Les fermiers et métayers de la FNSEA (SNFM) ont consacré leur 65e congrès, à Amiens (Somme) les 6 et 7 février 2013, à l'environnement. Ils sont touchés comme les autres agriculteurs par l'empilement de textes réglementaires et de contraintes pas toujours frappés au coin du bon sens.

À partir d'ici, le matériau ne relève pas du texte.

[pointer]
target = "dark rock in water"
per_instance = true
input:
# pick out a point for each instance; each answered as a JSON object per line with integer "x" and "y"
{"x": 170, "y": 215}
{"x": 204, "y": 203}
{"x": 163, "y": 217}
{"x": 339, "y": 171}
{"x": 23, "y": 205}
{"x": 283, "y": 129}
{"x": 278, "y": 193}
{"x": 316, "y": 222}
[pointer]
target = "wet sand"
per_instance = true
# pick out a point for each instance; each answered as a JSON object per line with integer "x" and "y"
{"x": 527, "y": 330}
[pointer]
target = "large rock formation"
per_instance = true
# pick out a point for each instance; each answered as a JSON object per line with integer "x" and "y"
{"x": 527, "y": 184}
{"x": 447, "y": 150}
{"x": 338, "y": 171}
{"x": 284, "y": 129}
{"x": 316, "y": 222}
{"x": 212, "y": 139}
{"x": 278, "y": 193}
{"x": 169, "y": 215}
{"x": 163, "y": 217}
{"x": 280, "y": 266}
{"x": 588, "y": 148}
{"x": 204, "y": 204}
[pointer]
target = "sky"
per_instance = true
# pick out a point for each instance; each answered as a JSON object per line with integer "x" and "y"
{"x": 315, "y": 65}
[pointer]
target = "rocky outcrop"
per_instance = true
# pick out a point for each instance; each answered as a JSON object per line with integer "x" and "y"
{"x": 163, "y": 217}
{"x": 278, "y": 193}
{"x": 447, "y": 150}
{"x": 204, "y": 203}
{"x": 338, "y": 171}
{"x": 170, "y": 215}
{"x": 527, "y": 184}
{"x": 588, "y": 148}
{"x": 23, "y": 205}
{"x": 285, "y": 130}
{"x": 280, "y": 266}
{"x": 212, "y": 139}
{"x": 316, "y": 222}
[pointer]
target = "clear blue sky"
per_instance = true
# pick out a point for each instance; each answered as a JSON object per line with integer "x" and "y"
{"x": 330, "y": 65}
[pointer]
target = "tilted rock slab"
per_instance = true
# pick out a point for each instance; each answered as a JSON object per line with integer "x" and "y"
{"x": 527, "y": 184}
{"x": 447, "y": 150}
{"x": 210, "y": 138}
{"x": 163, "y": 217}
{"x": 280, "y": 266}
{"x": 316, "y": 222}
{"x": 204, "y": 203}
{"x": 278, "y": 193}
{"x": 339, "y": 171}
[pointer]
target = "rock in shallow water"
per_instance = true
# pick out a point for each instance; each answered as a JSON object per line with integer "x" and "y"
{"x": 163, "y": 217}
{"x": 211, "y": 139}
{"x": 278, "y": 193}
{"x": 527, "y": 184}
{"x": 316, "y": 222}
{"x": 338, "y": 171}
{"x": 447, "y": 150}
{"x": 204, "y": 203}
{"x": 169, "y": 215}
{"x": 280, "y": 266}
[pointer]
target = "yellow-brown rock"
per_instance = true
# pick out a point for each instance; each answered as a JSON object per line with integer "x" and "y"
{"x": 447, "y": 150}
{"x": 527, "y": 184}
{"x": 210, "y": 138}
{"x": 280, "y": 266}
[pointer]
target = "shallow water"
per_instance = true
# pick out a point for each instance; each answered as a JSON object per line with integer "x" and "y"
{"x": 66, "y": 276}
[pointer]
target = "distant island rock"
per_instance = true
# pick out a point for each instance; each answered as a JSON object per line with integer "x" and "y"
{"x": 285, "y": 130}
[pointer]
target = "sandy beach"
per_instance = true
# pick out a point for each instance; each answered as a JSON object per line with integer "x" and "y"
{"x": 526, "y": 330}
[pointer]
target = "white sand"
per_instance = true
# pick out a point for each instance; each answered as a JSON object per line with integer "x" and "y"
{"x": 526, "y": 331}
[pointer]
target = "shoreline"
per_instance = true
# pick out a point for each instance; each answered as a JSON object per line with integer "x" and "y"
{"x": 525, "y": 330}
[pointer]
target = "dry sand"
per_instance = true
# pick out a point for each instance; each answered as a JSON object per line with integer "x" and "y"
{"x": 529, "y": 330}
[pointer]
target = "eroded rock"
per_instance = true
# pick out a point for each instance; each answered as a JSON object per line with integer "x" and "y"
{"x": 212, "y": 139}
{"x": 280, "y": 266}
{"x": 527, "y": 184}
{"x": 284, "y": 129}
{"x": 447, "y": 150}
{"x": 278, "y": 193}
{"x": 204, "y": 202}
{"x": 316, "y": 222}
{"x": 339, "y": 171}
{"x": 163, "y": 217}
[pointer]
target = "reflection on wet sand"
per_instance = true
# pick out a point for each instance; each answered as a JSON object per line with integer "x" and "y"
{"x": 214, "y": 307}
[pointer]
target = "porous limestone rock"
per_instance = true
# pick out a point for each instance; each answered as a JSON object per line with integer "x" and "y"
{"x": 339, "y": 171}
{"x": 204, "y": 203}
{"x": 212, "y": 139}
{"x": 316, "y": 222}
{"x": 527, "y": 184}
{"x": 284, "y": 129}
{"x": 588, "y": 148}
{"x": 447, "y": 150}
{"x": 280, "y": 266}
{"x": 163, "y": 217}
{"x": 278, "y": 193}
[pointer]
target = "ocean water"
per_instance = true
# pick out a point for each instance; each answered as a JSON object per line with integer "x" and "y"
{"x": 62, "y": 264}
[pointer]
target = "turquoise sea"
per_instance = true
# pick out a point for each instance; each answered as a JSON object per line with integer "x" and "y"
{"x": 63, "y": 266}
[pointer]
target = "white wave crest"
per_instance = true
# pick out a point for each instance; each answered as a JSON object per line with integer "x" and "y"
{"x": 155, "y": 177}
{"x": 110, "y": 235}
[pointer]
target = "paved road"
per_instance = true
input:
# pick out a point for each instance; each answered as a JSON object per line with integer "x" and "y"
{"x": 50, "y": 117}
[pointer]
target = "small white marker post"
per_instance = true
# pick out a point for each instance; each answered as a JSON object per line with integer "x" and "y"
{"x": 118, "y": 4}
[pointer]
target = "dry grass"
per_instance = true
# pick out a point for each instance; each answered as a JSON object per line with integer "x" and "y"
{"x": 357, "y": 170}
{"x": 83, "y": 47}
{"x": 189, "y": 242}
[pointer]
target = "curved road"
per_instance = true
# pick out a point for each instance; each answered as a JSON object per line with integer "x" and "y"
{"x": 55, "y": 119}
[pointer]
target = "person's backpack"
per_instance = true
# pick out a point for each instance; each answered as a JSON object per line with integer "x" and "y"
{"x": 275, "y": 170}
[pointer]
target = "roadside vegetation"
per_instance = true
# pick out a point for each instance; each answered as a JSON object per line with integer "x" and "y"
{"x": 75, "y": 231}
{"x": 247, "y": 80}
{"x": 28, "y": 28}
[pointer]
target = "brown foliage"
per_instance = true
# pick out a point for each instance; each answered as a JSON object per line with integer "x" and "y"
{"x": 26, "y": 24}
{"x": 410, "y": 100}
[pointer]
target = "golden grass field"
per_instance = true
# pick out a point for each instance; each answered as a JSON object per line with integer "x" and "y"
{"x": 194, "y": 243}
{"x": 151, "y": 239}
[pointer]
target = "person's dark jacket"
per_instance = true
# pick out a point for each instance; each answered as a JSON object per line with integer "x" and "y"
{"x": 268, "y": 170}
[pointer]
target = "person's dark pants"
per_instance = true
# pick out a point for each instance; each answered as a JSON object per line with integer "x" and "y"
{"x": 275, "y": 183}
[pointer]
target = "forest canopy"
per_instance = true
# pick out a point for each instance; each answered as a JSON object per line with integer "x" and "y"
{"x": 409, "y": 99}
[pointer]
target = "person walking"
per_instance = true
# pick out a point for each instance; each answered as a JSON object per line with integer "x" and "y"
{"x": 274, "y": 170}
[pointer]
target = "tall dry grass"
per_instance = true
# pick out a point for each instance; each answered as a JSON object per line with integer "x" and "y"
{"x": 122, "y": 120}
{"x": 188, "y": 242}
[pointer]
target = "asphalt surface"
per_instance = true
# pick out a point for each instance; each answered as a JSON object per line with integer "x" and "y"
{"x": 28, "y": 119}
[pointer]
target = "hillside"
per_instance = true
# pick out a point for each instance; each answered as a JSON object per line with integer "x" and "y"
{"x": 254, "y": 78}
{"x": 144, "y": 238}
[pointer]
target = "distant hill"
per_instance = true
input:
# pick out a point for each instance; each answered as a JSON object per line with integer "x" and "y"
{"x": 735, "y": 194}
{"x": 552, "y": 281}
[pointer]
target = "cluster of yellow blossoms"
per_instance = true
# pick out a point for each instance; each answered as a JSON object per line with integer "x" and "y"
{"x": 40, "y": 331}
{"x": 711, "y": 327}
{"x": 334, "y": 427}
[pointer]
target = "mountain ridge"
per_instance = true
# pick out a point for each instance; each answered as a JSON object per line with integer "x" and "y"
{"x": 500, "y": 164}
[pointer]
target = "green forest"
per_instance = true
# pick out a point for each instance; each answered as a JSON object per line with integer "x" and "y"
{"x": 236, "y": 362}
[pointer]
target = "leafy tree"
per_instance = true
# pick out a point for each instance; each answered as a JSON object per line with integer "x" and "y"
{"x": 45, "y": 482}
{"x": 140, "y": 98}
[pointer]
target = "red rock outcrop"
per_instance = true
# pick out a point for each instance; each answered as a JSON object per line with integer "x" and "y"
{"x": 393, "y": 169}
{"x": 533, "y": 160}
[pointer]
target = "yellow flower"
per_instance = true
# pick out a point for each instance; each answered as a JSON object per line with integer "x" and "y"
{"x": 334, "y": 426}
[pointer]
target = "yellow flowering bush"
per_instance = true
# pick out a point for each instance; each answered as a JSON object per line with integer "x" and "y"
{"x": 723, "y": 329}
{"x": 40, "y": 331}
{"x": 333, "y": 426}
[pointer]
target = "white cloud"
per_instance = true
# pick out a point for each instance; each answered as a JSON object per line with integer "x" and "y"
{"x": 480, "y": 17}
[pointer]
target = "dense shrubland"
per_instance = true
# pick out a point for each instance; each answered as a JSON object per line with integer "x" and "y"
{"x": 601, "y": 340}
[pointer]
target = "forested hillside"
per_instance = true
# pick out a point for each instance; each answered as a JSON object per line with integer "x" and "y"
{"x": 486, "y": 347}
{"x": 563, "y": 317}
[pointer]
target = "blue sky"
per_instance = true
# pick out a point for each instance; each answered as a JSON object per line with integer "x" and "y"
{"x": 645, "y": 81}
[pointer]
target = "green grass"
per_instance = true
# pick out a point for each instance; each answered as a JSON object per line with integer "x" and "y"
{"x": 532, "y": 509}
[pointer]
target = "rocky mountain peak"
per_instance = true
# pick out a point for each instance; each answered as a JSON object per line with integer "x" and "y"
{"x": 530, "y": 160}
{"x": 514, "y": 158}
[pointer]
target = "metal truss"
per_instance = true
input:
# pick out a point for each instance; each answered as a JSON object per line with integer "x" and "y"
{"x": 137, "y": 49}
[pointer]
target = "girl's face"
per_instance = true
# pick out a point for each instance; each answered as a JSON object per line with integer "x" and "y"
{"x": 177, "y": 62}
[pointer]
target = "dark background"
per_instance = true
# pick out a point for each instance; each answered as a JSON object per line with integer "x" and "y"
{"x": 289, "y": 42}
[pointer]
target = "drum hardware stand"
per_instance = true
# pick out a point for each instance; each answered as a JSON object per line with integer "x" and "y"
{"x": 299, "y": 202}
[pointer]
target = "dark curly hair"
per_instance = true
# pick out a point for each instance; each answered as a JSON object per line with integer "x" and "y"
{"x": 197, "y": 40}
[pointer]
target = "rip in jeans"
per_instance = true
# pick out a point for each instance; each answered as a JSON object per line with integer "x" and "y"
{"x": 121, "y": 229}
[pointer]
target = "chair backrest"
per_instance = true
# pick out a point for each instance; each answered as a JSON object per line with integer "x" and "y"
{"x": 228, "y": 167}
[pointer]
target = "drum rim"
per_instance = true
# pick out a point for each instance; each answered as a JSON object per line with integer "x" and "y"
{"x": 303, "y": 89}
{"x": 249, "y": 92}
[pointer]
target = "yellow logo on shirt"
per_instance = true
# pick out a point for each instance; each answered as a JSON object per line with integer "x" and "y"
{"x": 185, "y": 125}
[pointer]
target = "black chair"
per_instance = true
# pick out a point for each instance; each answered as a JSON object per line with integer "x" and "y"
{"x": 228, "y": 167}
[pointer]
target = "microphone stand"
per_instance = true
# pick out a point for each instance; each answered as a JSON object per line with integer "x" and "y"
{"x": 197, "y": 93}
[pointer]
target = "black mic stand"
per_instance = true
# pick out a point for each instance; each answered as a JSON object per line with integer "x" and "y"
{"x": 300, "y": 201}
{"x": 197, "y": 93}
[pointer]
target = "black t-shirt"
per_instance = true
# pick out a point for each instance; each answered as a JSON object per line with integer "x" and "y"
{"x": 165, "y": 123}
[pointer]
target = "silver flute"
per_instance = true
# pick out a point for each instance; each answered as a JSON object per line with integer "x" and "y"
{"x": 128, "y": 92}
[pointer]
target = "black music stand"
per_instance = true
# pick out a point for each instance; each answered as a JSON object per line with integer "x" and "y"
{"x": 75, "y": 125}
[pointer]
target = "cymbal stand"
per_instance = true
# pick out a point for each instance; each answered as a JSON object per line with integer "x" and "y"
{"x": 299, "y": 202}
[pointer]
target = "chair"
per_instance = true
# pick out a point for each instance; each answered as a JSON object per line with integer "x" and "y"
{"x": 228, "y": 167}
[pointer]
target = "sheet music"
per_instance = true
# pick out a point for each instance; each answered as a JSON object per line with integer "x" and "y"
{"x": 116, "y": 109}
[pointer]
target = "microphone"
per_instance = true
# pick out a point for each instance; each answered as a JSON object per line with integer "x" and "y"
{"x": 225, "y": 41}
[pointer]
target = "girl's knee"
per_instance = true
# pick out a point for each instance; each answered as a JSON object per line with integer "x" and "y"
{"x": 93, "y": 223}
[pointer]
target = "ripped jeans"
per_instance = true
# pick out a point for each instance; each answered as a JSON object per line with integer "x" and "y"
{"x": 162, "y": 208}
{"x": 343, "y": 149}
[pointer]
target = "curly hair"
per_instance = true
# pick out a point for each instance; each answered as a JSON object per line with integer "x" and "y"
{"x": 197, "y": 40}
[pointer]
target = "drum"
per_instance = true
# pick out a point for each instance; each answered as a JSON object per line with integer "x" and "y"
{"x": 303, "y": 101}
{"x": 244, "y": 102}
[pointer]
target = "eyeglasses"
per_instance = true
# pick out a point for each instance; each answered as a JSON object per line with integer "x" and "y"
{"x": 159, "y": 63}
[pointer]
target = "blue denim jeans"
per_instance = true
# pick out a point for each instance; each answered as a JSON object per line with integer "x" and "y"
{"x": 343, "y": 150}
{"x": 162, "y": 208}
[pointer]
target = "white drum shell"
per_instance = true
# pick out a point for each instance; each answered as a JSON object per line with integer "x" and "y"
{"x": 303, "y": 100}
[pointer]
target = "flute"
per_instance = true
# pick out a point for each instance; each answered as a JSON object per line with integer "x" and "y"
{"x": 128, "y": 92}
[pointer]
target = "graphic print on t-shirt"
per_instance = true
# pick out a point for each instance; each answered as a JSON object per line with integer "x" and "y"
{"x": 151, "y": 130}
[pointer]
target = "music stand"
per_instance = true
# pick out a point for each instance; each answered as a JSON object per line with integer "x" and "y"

Mais, pour Sylvie Le Brun, la présidente de la SNFM, « quand on est fermier, c'est pire. Le bail ne nous donne pas plus de droit que les exploitants en faire-valoir direct. Or certains pensent, notamment les collectivités locales, que le bail rural n'est pas compatible avec tous les zonages environnementaux (Natura 2000, zones vulnérables...) ». Et pour que toutes les nouvelles règles soient bien assurées par les fermiers, elle appelle le gouvernement et les collectivités à davantage de concertation. « Le plus souvent, nous ne sommes pas au courant des nouveaux zonages ou des nouvelles normes », regrette-t-elle.
Déjà en 2006, face à cette suspicion à l'encontre des preneurs, la SNFM avait accepté l'introduction de clauses environnementales dans le bail rural. « A l'époque, il fallait éviter les expropriations à tout va et les tentations de conclure des contrats en dehors du statut du fermage », a expliqué Sylvie Le Brun. Mais presque sept ans après la loi de modernisation agricole, les fermiers constatent les limites de ce contrat : « Il y a ceux qui ont un contrat vertueux, et les autres. » Finalement, la suspicion s'est accentuée et les zones dans lesquelles ce « bail environnemental » est possible ont tendance à s'élargir. « Nous demandons à ce que ces clauses soient limitées à des zonages reconnus », a souligné la présidente, qui réclame également une « indemnisation pérenne », puisque la protection de l'environnement se fait sur une longue durée, qui « ne repose pas sur les bailleurs qui, eux aussi, peuvent subir une dépréciation de leur bien qui doit être indemnisée ».
« Il faut changer de paradigme sur les indemnisations. L'Etat ne peut pas tout. Nous devons travailler sur le deuxième pilier de la Pac à un contrat qui permette la libre entreprise », a renchéri Pascal Ferey, le vice-président de la FNSEA. Pour lui, il est temps pour le gouvernement de « sortir du bois » : « Qu'est-ce qu'il attend de nous ? », « Le ministre de l'Agriculture doit redevenir le ministre des agriculteurs » et dire « Quel impact positif les agriculteurs peuvent apporter au-delà de l'agroécologie ». Il prône une obligation de résultat plutôt que de moyens et met en garde le gouvernement : « Il ne faut pas que ce millefeuilles réglementaire amène à ce que les agriculteurs se retirent de ces terres, comme c'est déjà le cas sur certains territoires. » Territoires souvent occupés par des éleveurs, par ailleurs durement frappés ces dernières années.
Lionel Manteau, avocat honoraire et président de l'Association française de droit rural (AFDR) Picardie, a aussi encouragé les agriculteurs à changer de paradigme, « à être force de proposition » concernant les compensations écologiques. « A défaut, les agriculteurs se feront imposer des mesures de protection par la loi et ils n'en auront plus la maîtrise », a-t-il prédit. « La profession doit se mettre en avant et être acteur », a-t-il insisté. Pour lui, il faut passer par la contractualisation. Lorsque c'est un fermier qui exploite les terres, il préconise un contrat tripartite entre le maître d'ouvrage qui indemnisera le bailleur et le fermier, plutôt que deux contrats successifs, le premier entre le maître d'ouvrage et le propriétaire-bailleur et le second entre le bailleur et le preneur, pour que les mesures et l'indemnisations soient concertées.
Les fermiers et métayers de la FNSEA sont en ordre de bataille en vue de la loi d'avenir agricole programmée pour la fin de l'année.